Now it only took about three hours, from waking to seeing the boy off to school, for me to figure out a solution to the brain discomfort:  medicine.  How about some nice, over-the-counter analgesics like the small barrels of Advil we buy just in case somebody in the house comes down with something like a headache?  I almost went into a coma from that blinding blast of genius.  But I managed the stairs up to the drug pantry anyway and gulped down six Liqui-Gels before descending to the family room couch to stretch and await relief.

My head throbbed and there was a chill in my bones which was barely helped by a tight wrap in Jack’s Bruins Snuggie. But I was in a momentary bathing of bliss…I got the couch!  I never get the sofa.  Sometimes I’m given the end of it with the worst view angle to the TV but most often it’s filled with short people or wives or critters or dolls and I just get to sit in the kitchen.  At last it was mine and my legs were extended fully, arms relaxed atop the light blanket while a triple dose of ibuprofen began coursing through cerebral arteries.  The room took on the rosy pink of a new dawn.
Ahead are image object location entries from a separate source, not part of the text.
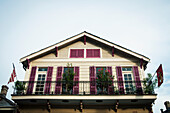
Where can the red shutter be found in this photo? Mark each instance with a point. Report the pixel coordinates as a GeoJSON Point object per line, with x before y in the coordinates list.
{"type": "Point", "coordinates": [93, 89]}
{"type": "Point", "coordinates": [88, 53]}
{"type": "Point", "coordinates": [77, 53]}
{"type": "Point", "coordinates": [96, 53]}
{"type": "Point", "coordinates": [76, 81]}
{"type": "Point", "coordinates": [120, 80]}
{"type": "Point", "coordinates": [28, 63]}
{"type": "Point", "coordinates": [48, 80]}
{"type": "Point", "coordinates": [84, 39]}
{"type": "Point", "coordinates": [137, 80]}
{"type": "Point", "coordinates": [56, 51]}
{"type": "Point", "coordinates": [113, 51]}
{"type": "Point", "coordinates": [58, 80]}
{"type": "Point", "coordinates": [72, 53]}
{"type": "Point", "coordinates": [80, 53]}
{"type": "Point", "coordinates": [31, 80]}
{"type": "Point", "coordinates": [93, 53]}
{"type": "Point", "coordinates": [111, 86]}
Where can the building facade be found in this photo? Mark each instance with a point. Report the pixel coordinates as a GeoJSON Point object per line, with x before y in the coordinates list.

Then Elsie showed up and wasn’t at all happy that her couch was occupied.  Her displeasure at having to suffer the love seat had her looming near me for a moment, three and half feet of miffed little girl with a menacing look to her.  Thought for sure she was going to drag me to the floor.  Instead she set herself up on the short sofa and did something even more sinister to me.  She turned the TV on to Wonder Pets…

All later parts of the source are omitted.